Feelings are caused by physical processes (assuming a physical world), but it seems impossible to deduce what the feeling will be by observing the underlying physical process or the behaviour it leads to. Is a robot that withdraws from hot stimuli experiencing something like pain, disgust, shame, sense of duty to its programming, or just an irreducible motivation to avoid heat?
>Surely you don't think it gets pleasure out of sending it and > suffers if something goes wrong and it can't send it? Even humans do > some things almost dispassionately (only almost, because we can't > completely eliminate our emotions)
That's crux of it.  Because we sometimes do things with very little feeling, 
i.e. dispassionately, I think we erroneously assume there is a limit in which 
things can be done with no feeling.  But things cannot be done with no value 
system - not even thinking.  That's the frame problem.

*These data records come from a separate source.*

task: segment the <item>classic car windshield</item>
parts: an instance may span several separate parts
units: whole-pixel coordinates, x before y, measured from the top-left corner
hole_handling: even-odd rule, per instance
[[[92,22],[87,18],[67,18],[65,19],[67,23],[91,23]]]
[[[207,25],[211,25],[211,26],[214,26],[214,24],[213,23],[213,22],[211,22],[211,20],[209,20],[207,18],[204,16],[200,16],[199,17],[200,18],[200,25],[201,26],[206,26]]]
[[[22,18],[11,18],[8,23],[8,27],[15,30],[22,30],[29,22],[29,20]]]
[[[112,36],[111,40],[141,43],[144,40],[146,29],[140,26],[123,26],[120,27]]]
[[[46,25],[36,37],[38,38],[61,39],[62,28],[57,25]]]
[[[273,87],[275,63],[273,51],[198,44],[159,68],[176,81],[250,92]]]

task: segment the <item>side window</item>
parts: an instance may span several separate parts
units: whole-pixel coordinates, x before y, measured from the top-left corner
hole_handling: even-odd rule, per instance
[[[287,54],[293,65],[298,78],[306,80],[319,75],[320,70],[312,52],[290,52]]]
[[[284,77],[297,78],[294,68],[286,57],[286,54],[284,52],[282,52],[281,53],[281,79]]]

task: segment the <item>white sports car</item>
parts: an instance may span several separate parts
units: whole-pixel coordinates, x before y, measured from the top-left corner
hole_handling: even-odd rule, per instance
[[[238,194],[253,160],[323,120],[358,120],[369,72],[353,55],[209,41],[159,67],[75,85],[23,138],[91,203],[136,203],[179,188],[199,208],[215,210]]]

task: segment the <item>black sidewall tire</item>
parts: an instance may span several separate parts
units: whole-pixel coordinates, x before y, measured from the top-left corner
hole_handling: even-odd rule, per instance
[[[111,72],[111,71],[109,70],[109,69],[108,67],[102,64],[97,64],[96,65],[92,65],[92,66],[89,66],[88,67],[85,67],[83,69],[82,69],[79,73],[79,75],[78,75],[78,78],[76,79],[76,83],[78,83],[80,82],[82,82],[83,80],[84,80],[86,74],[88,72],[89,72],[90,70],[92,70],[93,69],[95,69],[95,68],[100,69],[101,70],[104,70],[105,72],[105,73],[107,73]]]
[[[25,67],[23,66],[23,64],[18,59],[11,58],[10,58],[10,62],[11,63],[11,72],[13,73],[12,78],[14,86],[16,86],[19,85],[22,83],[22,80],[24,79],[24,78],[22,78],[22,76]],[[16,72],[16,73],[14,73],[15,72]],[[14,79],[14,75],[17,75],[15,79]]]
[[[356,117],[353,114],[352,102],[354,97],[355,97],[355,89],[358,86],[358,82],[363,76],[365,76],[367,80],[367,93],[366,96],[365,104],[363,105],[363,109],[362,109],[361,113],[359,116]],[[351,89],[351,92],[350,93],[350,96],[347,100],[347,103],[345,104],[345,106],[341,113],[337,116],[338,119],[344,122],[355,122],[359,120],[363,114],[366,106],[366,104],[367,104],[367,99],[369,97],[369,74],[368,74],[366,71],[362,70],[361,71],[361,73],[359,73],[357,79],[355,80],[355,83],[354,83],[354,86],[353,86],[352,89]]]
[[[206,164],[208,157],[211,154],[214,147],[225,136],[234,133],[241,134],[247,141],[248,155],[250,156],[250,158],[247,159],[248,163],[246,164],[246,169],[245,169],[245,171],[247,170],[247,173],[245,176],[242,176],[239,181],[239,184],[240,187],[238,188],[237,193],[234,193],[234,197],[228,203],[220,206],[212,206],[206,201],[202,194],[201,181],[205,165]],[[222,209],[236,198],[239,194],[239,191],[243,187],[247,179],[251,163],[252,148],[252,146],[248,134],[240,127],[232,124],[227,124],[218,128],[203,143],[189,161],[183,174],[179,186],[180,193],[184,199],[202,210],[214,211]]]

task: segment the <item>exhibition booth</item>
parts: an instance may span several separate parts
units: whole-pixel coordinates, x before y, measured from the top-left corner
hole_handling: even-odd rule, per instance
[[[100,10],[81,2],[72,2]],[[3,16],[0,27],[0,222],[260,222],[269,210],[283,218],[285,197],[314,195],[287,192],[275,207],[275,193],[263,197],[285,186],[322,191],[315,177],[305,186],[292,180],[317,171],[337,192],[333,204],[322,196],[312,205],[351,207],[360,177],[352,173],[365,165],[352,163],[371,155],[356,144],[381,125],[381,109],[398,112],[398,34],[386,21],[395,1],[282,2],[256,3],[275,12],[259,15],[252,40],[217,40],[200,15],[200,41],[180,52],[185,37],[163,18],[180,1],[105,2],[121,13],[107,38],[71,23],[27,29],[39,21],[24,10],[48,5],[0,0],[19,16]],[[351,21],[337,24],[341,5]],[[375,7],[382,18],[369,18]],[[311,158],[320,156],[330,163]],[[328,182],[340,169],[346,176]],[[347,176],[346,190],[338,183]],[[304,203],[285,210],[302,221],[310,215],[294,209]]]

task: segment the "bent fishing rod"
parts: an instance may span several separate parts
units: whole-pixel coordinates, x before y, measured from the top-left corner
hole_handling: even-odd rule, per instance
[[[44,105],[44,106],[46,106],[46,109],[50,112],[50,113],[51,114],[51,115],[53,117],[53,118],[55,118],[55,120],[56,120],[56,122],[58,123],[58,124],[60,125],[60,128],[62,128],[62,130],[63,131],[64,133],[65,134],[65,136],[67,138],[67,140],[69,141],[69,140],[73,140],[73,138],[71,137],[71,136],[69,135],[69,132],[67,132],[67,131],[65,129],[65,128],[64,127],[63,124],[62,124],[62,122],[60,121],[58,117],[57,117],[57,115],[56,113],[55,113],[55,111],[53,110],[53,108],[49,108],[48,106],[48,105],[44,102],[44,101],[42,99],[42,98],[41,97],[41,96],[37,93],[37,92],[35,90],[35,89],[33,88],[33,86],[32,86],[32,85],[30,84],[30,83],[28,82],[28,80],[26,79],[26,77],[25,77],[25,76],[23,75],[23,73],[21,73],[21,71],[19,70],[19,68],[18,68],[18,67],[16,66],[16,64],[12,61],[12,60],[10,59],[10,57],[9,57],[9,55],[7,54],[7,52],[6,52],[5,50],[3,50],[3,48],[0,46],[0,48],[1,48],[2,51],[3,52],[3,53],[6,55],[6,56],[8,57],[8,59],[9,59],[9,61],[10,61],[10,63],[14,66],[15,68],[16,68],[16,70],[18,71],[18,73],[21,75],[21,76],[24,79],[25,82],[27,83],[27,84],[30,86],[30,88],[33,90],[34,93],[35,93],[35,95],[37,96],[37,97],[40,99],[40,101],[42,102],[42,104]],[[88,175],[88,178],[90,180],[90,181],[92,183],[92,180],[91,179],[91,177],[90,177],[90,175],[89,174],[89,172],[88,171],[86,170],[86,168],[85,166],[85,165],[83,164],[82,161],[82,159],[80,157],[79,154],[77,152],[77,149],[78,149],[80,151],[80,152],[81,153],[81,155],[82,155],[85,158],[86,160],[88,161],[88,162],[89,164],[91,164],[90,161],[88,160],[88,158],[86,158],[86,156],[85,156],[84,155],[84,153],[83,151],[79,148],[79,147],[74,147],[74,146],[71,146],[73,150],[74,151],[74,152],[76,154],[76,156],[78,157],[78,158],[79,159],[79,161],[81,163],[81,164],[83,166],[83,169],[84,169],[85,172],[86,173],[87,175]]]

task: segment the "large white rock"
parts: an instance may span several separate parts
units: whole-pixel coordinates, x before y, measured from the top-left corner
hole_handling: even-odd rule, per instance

Given a some propositions, what inferences will you draw?  If you are told there is a 
bomb wired to the ignition of your car you could infer that there is no need to do 
anything because you're not in your car.  You could infer that someone has tampered with 
your car.  You could infer that turning on the ignition will draw more current than 
usual.  There are infinitely many things you could infer, before getting around to, 
"I should disconnect the bomb."  But in fact you have value system which 
operates unconsciously and immediately directs your inferences to the few that are 
important to you.  A way to make AI systems to do this is one of the outstanding problems 
of AI.

OK, an AI needs at least motivation if it is to do anything, and we could call motivation a feeling or emotion. Also, some sort of hierarchy of motivations is needed if it is to decide that saving the world has higher priority than putting out the garbage. But what reason is there to think that an AI apparently frantically trying to save the world would have anything like the feelings a human would under similar circumstances? It might just calmly explain that saving the world is at the top of its list of priorities, and it is willing to do things which are normally forbidden it, such as killing humans and putting itself at risk of destruction, in order to attain this goal. How would you add emotions such as fear, grief, regret to this AI, given that the external behaviour is going to be the same with or without them because the hierarchy of motivation is already fixed?
>out of a sense of duty, with no > particular feeling about it beyond this. I don't even think my computer > has a sense of duty, but this is something like the emotionless > motivation I imagine AI's might have. I'd sooner trust an AI with a > matter-of-fact sense of duty
But even a sense of duty is a value and satisfying it is a positive emotion.

Yes, but it is complex and difficult to define. I suspect there is a limitless variety of emotions that an AI could have, if the goal is to explore what is possible rather than what is helpful in completing particular tasks, and most of these would be unrecognisable to humans.
>to complete a task than a human motivated > by desire to please, desire to do what is good and avoid what is bad, > fear of failure and humiliation, and so on.
Yes, human value systems are very messy because a) they must be learned and b) 
they mostly have to do with other humans.  The motivation of tigers, for 
example, is probably very simple and consequently they are never depressed or 
manic.

Conversely, as above, we can imagine far more complicated value systems and emotions.

>Just because evolution came > up with something does not mean it is the best or most efficient way of > doing things.

But until we know a better way, we can't just assume nature was inefficient.

Biological evolution is extremely limited in how it functions, and efficiency given these limitations is not the same as absolute efficiency. For example, we might do better with durable metal bodies with factories producing spare parts as needed, but such a system is unlikely to evolve naturally as a result of random genetic mutation.